Nisku is a hamlet and an industrial/business park in Alberta, Canada, within Leduc County. It has an elevation of 705 m.

The hamlet and industrial/business park are located in census division No. 11 and in the federal riding of Leduc—Wetaskiwin. The word Nisku means "goose" in Cree.

The Hamlet of Nisku is located east of the intersection of Queen Elizabeth II Highway (Highway 2) and Highway 625, between the cities of Edmonton and Leduc. More specifically, the hamlet is located within an industrial/business park on the north side of Highway 625 (20 Avenue) between Sparrow Drive and the Canadian Pacific Kansas City railway.
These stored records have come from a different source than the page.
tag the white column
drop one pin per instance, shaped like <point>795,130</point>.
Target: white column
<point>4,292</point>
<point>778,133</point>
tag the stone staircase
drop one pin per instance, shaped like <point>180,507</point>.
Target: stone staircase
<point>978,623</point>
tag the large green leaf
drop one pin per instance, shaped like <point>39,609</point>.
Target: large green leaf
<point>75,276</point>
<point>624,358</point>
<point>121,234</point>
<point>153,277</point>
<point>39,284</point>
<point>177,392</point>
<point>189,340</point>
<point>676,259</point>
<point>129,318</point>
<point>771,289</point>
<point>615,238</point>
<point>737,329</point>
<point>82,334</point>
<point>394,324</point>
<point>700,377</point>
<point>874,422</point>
== Nisku Industrial Park ==

The Nisku Industrial Park or Nisku Business Park, according to Leduc County and the Nisku Business Association, respectively, surrounds the hamlet. The park stretches from Edmonton's southern city limits to Leduc's northern city limits on the east side of the Queen Elizabeth II Highway. It is bisected by Highway 625 (20 Avenue), which becomes Highway 19 west of the Queen Elizabeth II Highway. The southern half of the park is located opposite the Edmonton International Airport.

Established in 1972 by the Sparrow family (brothers Bert, Jim, Murrey, and Don Sparrow), the Nisku Industrial Park has emerged as an important service centre for the Edmonton Metropolitan Region and has become one of the largest industrial/business parks in Western Canada. The park is 2044 ha in size, is home to over 400 businesses, and employs more than 6,000 workers. Leduc County does not levy a business tax in the park. It has been described as "as large as all of downtown Toronto from the waterfront to Forest Hill".

== Demographics ==

The population of Nisku, according to the 2005 municipal census conducted by Leduc County, is 30.